Christie v. Coors Transportation Co.

919 P.2d 857, 1995 WL 717130
CourtColorado Court of Appeals
DecidedJuly 1, 1996
Docket95CA0581
StatusPublished
Cited by17 cases

This text of 919 P.2d 857 (Christie v. Coors Transportation Co.) is published on Counsel Stack Legal Research, covering Colorado Court of Appeals primary law. Counsel Stack provides free access to over 12 million legal documents including statutes, case law, regulations, and constitutions.

Bluebook
Christie v. Coors Transportation Co., 919 P.2d 857, 1995 WL 717130 (Colo. Ct. App. 1996).

Opinion

Opinion by

Judge TAUBMAN.

Richard A. Christie (claimant) seeks review of a final order of the Industrial Claim Appeals Panel denying his claim for permanent total disability (PTD) benefits and also challenges the constitutionality of those portions of the Workers’ Compensation Act (Act) used to determine that he was not totally disabled. We affirm the order of the Panel and find no constitutional infirmity.
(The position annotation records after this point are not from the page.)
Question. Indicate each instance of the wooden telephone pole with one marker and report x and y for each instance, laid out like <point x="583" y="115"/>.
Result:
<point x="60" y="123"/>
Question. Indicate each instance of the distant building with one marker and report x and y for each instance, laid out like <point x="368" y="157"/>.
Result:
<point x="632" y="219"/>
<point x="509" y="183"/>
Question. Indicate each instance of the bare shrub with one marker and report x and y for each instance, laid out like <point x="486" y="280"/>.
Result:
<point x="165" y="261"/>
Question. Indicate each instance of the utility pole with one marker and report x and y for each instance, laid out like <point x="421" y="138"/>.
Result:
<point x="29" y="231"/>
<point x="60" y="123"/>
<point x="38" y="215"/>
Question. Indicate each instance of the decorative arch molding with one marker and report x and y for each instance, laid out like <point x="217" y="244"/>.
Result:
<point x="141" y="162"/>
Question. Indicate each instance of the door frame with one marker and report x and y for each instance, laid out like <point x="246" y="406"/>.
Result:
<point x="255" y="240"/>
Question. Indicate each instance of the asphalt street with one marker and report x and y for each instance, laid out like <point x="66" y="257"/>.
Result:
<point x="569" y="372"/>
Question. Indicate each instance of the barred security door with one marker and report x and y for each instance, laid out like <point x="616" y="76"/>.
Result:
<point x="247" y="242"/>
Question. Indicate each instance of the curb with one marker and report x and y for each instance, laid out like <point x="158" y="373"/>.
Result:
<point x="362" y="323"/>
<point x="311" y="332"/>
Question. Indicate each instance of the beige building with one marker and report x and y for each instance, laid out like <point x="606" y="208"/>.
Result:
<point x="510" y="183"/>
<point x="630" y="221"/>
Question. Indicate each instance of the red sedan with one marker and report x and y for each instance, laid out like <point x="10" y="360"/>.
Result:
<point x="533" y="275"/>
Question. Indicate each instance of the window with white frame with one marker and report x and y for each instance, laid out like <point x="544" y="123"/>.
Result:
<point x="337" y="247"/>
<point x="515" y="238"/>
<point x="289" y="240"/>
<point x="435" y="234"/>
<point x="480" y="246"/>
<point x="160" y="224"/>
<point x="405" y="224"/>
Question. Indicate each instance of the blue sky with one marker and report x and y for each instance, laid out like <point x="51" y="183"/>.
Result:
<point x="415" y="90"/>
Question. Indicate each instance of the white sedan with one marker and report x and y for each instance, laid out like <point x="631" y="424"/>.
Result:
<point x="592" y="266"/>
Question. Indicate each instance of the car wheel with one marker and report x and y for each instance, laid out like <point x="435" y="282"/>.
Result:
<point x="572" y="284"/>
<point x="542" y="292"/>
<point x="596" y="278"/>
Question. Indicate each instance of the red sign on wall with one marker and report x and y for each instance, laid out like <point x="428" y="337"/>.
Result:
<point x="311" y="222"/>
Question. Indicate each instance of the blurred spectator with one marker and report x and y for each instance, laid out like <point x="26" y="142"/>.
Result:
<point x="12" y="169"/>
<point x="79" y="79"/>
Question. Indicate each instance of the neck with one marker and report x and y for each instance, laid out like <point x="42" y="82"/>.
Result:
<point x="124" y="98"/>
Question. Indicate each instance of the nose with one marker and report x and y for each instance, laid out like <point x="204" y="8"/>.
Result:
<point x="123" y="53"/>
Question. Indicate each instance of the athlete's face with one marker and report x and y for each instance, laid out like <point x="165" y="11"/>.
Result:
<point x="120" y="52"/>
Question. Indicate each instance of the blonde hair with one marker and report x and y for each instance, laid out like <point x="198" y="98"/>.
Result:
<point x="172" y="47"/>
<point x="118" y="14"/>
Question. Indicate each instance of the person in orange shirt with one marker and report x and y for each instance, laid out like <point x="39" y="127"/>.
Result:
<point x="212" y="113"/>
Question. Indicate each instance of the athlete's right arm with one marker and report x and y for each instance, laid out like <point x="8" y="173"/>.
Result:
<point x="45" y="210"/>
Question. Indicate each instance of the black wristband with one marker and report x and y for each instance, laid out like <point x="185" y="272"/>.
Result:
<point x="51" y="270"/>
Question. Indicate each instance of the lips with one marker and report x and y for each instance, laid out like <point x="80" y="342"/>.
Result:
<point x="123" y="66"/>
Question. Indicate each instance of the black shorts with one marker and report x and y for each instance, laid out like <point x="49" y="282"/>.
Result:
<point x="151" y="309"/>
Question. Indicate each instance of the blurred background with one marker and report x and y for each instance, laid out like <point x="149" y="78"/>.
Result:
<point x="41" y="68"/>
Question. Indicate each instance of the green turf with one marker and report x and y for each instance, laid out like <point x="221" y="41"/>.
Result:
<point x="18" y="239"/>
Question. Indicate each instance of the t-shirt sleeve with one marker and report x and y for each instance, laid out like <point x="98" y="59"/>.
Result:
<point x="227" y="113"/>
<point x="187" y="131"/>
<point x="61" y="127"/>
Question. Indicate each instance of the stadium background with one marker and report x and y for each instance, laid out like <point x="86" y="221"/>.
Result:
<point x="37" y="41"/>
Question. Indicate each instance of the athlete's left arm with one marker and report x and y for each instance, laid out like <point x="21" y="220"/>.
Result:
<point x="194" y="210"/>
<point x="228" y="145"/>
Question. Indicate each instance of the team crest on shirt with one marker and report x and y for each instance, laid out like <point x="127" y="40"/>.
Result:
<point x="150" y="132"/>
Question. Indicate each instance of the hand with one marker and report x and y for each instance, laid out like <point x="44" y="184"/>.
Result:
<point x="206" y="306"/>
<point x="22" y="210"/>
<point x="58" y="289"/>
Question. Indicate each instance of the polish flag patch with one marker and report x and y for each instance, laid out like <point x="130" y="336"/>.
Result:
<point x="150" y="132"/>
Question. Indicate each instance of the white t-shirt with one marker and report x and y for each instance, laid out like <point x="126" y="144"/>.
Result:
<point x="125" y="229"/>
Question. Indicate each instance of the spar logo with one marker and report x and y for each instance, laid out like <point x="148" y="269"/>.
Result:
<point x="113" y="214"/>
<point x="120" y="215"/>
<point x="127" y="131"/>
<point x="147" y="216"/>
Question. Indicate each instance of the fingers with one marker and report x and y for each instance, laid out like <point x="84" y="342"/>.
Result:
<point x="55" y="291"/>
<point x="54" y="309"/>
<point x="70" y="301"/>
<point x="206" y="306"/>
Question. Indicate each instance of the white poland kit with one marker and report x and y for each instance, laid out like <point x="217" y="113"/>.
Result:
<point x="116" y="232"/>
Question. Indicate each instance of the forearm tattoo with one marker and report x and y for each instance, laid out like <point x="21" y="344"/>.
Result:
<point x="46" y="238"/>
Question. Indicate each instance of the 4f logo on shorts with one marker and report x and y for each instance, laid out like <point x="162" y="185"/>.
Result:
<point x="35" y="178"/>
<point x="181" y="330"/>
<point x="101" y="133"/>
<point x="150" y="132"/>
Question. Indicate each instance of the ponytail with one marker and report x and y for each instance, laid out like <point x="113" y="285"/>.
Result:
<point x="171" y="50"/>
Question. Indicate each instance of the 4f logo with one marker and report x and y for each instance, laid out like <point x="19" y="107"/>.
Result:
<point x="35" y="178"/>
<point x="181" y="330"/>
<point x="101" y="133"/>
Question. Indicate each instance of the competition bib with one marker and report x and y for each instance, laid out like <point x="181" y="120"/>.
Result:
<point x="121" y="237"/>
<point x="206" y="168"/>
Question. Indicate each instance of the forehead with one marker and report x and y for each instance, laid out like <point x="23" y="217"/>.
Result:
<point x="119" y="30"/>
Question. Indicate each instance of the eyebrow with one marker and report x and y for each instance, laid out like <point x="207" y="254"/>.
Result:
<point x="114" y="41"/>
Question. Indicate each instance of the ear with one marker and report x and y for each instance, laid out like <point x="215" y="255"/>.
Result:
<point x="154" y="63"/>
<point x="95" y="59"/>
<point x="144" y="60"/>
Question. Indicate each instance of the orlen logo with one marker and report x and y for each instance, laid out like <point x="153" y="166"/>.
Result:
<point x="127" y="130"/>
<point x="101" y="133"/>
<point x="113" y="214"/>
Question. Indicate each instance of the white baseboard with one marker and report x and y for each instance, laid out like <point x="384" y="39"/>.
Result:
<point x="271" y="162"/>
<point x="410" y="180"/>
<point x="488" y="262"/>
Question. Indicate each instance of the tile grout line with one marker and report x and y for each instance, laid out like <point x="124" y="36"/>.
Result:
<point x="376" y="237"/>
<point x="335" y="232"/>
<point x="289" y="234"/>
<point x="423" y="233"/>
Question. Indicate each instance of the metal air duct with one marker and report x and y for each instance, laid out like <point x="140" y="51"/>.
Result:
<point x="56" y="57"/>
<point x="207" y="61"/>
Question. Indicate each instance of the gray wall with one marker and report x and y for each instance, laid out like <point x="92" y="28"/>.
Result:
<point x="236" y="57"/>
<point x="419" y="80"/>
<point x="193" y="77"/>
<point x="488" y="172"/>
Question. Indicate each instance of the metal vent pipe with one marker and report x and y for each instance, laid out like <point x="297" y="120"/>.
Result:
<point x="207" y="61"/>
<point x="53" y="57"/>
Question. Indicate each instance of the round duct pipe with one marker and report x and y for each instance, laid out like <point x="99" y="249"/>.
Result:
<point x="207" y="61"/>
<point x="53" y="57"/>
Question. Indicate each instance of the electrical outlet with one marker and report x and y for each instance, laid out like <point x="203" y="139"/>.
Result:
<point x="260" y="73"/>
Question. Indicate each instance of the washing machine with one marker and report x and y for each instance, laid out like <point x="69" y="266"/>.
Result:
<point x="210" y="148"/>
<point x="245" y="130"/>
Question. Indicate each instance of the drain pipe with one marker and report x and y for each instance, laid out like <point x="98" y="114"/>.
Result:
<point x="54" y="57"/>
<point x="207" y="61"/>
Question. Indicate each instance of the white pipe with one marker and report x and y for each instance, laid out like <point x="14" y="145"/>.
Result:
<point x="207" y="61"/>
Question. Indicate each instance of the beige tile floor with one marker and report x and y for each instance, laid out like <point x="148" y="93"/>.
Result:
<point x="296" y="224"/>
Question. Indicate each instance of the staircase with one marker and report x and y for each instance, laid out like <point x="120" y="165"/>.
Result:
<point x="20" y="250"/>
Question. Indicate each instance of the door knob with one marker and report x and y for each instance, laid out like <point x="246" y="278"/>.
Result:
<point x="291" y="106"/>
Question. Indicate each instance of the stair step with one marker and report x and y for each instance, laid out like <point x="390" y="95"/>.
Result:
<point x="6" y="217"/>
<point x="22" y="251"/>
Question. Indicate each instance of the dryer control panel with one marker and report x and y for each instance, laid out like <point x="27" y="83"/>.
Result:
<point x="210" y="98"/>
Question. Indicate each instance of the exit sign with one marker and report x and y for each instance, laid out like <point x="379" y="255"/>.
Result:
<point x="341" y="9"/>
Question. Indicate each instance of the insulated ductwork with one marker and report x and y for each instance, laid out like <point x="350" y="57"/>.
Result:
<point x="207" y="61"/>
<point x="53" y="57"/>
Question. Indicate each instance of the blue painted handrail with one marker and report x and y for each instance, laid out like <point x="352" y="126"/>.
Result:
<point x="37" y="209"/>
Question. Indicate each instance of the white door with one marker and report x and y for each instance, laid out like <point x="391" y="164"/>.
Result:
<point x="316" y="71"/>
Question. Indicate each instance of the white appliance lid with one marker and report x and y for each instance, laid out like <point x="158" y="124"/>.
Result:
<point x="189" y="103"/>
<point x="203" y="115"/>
The operative facts are undisputed. While working for Coors Transportation Co. (employer) in August 1991, claimant sustained an industrial back injury. He returned to his job as a truck driver with restrictions and was subsequently terminated in 1992. Employer admitted liability for permanent partial disability of 31% based upon an independent medical examination, but claimant sought PTD benefits.

The Administrative Law Judge (ALJ) credited a functional capacities evaluation (FCE), which indicated that claimant was employable at a “light level” for an eight-hour day with restricted lifting, carrying, standing, sitting, and reaching or handling with the right upper extremity. The ALJ also credited the testimony of employer’s vocational expert, who opined that claimant retains probable access to employment as a telephone salesperson, parking lot attendant, cashier, clerk, and other similar positions.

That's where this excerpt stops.